Huangying Zhan, Chamara Saroj Weerasekera, Jiawang Bian, Ian Reid
The demo video can be found here.
@article{zhan2019dfvo,
title={Visual Odometry Revisited: What Should Be Learnt?},
author={Zhan, Huangying and Weerasekera, Chamara Saroj and Bian, Jiawang and Reid, Ian},
journal={arXiv preprint arXiv:1909.09803},
year={2019}
}
This repo includes
- the frame-to-frame tracking system DF-VO;
- evaluation scripts for visual odometry;
- trained models and VO results
This code was tested with Python 3.6, CUDA 9.0, Ubuntu 16.04, and PyTorch.
We suggest use Anaconda for installing the prerequisites.
conda env create -f requirement.yml -p dfvo # install prerequisites
conda activate dfvo # activate the environment [dfvo]
The main dataset used in this project is KITTI Driving Dataset. After downloaing the dataset, create a softlink in the current repo.
ln -s KITTI_ODOMETRY/sequences dataset/kitti_odom/odom_data
For our trained models, please visit here to download the models and save the models into the directory model_zoo/
.
The main algorithm is inplemented in vo_moduels.py
.
We have created different configurations for running the algrithm.

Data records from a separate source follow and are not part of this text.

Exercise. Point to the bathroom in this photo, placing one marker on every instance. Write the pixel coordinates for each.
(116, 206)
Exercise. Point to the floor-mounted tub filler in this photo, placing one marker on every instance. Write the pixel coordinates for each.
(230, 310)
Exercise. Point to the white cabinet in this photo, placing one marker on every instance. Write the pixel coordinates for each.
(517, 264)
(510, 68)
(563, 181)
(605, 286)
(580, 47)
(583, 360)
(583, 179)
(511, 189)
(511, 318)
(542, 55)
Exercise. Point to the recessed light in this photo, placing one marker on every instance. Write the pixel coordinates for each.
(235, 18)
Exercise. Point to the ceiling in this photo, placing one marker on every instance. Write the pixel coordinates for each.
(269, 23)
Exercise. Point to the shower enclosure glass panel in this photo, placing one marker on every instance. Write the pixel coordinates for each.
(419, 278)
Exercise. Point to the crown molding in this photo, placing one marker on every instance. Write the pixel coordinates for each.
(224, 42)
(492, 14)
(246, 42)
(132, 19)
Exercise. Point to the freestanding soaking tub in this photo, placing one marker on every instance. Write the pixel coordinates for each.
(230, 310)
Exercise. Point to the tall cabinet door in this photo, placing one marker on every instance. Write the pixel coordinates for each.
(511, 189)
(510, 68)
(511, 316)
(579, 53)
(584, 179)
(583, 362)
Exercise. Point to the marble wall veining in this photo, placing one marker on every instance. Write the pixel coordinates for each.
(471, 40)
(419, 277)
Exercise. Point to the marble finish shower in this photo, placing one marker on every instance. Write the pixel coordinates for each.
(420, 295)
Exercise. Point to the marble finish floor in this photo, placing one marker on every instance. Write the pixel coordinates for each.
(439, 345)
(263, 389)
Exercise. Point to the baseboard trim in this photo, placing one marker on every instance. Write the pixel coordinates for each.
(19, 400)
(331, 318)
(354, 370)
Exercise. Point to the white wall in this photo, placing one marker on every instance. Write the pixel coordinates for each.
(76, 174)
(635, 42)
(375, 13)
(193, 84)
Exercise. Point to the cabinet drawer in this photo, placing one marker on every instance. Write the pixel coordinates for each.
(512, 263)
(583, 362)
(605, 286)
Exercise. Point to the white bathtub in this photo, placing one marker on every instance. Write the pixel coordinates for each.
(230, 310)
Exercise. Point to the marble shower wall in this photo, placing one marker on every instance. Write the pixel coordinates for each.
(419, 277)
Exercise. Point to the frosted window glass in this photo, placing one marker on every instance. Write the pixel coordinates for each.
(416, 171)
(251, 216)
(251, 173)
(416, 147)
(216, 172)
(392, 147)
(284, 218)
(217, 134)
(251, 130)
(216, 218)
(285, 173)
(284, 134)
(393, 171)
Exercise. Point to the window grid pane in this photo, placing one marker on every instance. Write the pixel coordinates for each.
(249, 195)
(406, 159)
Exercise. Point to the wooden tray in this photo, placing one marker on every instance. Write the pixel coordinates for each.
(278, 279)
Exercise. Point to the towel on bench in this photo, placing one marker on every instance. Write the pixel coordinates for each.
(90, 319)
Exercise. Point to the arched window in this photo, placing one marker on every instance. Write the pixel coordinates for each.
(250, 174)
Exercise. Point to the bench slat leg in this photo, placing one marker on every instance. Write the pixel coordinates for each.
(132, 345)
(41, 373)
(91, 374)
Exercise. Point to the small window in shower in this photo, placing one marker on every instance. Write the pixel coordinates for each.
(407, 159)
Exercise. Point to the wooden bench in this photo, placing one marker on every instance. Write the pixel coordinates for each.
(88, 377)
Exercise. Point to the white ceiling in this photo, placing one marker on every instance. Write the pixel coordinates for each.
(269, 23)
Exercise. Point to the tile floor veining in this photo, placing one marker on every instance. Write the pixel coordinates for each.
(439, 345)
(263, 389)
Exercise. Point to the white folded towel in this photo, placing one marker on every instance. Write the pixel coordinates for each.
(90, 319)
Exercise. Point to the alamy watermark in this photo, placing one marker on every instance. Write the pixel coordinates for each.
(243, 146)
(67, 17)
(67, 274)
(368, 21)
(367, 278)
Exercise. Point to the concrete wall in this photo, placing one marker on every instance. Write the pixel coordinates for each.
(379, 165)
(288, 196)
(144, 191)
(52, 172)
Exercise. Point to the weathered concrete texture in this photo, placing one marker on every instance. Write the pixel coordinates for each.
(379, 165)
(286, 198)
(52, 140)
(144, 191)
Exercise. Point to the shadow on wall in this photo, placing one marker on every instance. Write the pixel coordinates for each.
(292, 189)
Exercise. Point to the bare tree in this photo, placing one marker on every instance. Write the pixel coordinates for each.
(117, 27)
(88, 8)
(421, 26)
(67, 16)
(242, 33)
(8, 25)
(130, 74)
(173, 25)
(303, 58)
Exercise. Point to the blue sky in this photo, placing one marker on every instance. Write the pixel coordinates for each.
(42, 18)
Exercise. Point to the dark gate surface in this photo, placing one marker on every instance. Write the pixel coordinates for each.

# Example 1: run default kitti setup
python run.py -d options/kitti_default_configuration.yml
# Example 2: Run custom kitti setup
# kitti_default_configuration.yml and kitti_stereo_0.yml are merged
python run.py -c options/kitti_stereo_0.yml
The result (trajectory pose file) is saved in result_dir
defined in the configuration file.
Please check the kitti_default_configuration.yml
for more possible configuration.
Note that, we have cleaned and optimized the code for better readability and it changes the randomness such that the quantitative result is slightly different from the result reported in the paper.
The original results, including related works, can be found here.
KITTI Odometry benchmark contains 22 stereo sequences, in which 11 sequences are provided with ground truth. The 11 sequences are used for evaluating visual odometry.
python tool/evaluation/eval_odom.py --result result/tmp/0 --align 6dof
For more information about the evaluation toolkit, please check the toolbox page or the wiki page.
For academic usage, the code is released under the permissive MIT license. For any commercial purpose, please contact the authors.
Some of the codes were borrowed from the excellent works of monodepth2, LiteFlowNet and pytorch-liteflownet. The borrowed files are licensed under their original license respectively.
- Release more pretrained models
- Release more results
- (maybe) training code: it takes longer time to clean the training code. Also, the current training code involves other projects which increases the difficulty in cleaning the code.